While I sat down again, she bent over the tiny creature, murmuring, “There, there. You'll be all right.” She called Claudia for advice and insisted on watching over the mouse's last hour with an old towel and a saucer of water.

So in answer to the question: An animal is in pain. Would your partner (1) Drop everything to help? (2) Say I'm not a vet and drive on? (3) Urge someone else to help? I would have chosen 1, unhesitatingly. But since Mercury's advent, my sense of knowing Viv was under siege. A battlement fell here—Hilary. A turret there—Greenfield. A major stretch of wall fell when, not long after lunch with my mother, Viv asked me to go to the stables to help Claudia with Nimble; they were sending him to the vet's to be euthanized. She had a doctor's appointment, and the Brazilian men who worked at Windy Hill had a family birthday. “You don't need to do anything,” she assured me. “Just offer moral support.” I rearranged my appointments and drove out to the stables. A trailer hitched to a faded black truck was standing near the indoor arena. As I got out of my
car, Claudia appeared in the doorway of the barn, leading a gray pony.

She thanked me for coming. Nimble nudged me, searching my pockets. Poor beast, I thought, showing him my empty hands. It was almost cold enough for snow.

“Come on, Nimble,” said Claudia, leading him towards the trailer. It was surely no different from many others he had entered during his long life, but twenty feet away he came to a halt. Neither tugging nor coaxing would budge him. When Claudia changed direction, heading for the water trough, he limped along obligingly, but as soon as she turned back to the trailer, he stopped. I could see the whites of his eyes.

“What's the problem?” said Claudia, offering a carrot. Nimble ate the carrot but did not move. I felt the first drops of rain.

A man wearing a shiny blue jacket got out of the truck. “Step up,” he said, and slapped Nimble's rump. The pony gave a feeble kick. While Claudia went to fetch some oats, the man tugged at the halter and swore. Nimble—I was by now entirely on his side—put his ears back and stood firm. At the sight of Claudia and the bucket of oats, he nickered, but he knew better than to take a single step. Still swearing, the driver returned to the cab.

I stepped over to stroke Nimble's neck. “Can't he stay?” I said to Claudia. “He's not doing any harm. I'll pay for his hay. Doesn't he deserve a good retirement?”
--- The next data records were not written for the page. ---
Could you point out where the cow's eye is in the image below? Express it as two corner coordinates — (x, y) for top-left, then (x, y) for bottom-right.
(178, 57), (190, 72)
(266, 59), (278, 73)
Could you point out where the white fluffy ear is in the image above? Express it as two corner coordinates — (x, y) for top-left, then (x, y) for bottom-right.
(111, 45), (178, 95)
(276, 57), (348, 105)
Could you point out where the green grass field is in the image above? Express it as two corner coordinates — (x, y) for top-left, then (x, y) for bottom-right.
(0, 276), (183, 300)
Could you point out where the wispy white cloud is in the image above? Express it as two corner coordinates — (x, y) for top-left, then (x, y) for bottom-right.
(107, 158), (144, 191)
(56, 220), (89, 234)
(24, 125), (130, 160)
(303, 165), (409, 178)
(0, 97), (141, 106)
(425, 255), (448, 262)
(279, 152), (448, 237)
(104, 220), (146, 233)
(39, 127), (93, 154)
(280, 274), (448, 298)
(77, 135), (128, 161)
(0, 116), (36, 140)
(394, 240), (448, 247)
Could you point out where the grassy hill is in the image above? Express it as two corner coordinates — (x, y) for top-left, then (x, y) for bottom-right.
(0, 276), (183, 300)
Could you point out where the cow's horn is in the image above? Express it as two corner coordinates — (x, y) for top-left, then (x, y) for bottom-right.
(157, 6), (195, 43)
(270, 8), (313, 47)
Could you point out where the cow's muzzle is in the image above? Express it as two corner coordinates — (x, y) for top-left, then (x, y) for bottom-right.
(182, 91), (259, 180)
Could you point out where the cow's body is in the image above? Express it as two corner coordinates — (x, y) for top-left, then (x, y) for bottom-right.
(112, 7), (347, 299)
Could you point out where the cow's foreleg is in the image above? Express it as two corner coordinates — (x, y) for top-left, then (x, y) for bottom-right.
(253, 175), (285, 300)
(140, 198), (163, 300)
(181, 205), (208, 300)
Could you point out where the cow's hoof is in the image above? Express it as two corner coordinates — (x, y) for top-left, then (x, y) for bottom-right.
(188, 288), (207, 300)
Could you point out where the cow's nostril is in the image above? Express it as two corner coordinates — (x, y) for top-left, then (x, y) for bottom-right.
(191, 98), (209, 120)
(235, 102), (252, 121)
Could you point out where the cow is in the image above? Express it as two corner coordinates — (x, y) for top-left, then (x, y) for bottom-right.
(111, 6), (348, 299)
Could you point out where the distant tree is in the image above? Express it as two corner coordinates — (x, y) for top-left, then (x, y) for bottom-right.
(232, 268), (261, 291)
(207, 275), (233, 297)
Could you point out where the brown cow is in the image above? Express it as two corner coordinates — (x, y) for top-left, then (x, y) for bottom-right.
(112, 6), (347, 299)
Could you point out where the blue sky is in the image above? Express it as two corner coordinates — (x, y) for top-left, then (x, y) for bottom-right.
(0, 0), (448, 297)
“Donald,” she said, “his kidneys are failing. Really, this is the kindest way.”

“How can this be kind? He's terrified. Let's phone Viv. I'm sure she'd want him to stay.”

Claudia put her hand on my arm. “The shot will calm him,” she said.

Even as she spoke, the driver reappeared. With no preparation, he rammed a needle into Nimble's shoulder. Nimble reared halfheartedly. Claudia hung on to the halter until he was again standing quietly. While she and the driver argued about vets, his head sank lower. I stood watching out of a sense of duty. At last Claudia declared him ready. Nimble lurched up the ramp, paused on the threshold, and stumbled into the trailer.

All of this was harrowing, but worse, much worse, was Viv's reaction when I described the gruesome scene. “He didn't know what was happening,” she said.

“He absolutely did. He knew that horse trailer was his death sentence. I felt like an accomplice to murder.”

I would have bet ten thousand dollars, a month of my life, that my kind, animal-loving wife would agree with me, but like Claudia, she was adamant. Nimble was old, he was ill, he was fit only for dog food and glue. At some point the woman who watched over a dying mouse had disappeared. I had missed her departure.

And I had missed something else, something even more crucial. I have never believed I was exceptional, but Viv secretly, passionately, believed that she was destined for greatness. When her attempts to compete on Dow Jones failed, when she found herself thirty-seven years old with two beautiful children, a devoted (if grieving) husband, a pleasant home, dear friends, and a job she loved, she felt as if her life was over. Everything tasted of ashes until Mercury arrived.